Understanding crashed over Nyx's inhuman features. "The blood oath. She swore to protect this realm—"
"And now you're bound by that oath too," Dante finished with grim satisfaction. "You can't destroy what you're sworn to protect. And you can't stay in this dimension without a willing host."
The void closed further, pulling at Nyx like a riptide.
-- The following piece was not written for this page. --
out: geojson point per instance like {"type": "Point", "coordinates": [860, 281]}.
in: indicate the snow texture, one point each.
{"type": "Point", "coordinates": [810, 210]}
She screamed, clawing at reality, but it was dragging her back. "This isn't over! I'll return! I'll—"
The void snapped shut.
Nyx vanished.
Silence fell over the throne room.
For a long moment, nobody moved. Then someone started crying. Then cheering. Then chaos of a different kind—relief, joy, disbelief.
We'd survived.
I looked up at Sebastian, and he looked down at me, and the absence of our bond felt like a wound that would never heal.
"You're alive," he said softly.
"So are you."
We'd saved everyone.
But the cost—
"My lord." A guard approached hesitantly. "What do we do about the Winter Feast? The ritual was never completed. The brides—"
"Are free," Sebastian said, his voice carrying through the throne room with ancient authority. "The curse is broken. The ritual is ended. The Winter Feast is abolished."
Gasps rippled through the survivors.
"By what right?" an elderly noble demanded. "You can't just—"
"By the right of the one who's ruled this realm for eight hundred years," Sebastian said coldly. "Anyone who disagrees can challenge me. Now."
Nobody moved.
"Good." He turned to me. "Aria, you and the other brides will be returned to the human world with compensation for—"
"No," I interrupted.
Everyone stared at me.
"I'm not going home," I said firmly, getting to my feet despite my shaking legs. "The bond is broken, but there are still injured people. Still damage from Nyx's attack. I'm a healer. Let me help."
Sebastian's expression was unreadable. "You want to stay?"
"I want to finish what we started." I met his gaze, even though it hurt to look at him without feeling his emotions beneath. "Changing this realm. Making it better. That's worth staying for."
For a heartbeat, hope flickered in his eyes.
Then Kieran's hand landed on my shoulder.
"Aria," he said gently. "You should know something. The Sanguine essence—it didn't just sever your bond with Sebastian."
Dread pooled in my stomach. "What did it do?"
"It severed your connection to the Sanguine bloodline entirely." His face was filled with sympathy. "Your healing power. Your ability to sense life force. All of it." He paused. "It's gone."
The world tilted.
"What?" I breathed.
"I'm sorry," Kieran said. "It was the only way to break a bond that deep. The essence had to cut you off from the source of your power completely."
I looked at my hands. Tried to call up the golden light, the healing warmth I'd had my entire life.
Nothing.
I was just human now. Ordinary. Powerless.
And the man I loved was a stranger I could never touch again without risking everything we'd just fought to save.
"Aria—" Sebastian started.
The throne room doors burst open.
A messenger stumbled in, wild-eyed and terrified.
"My lords!" he gasped. "The human world—something's wrong. The portal Nyx opened—it didn't close all the way. Things are crossing over. Creatures. Shadows. And—" he looked at me with horror, "—they're hunting for the Sanguine healer who broke their master's plan. They're hunting for Aria Thornwell."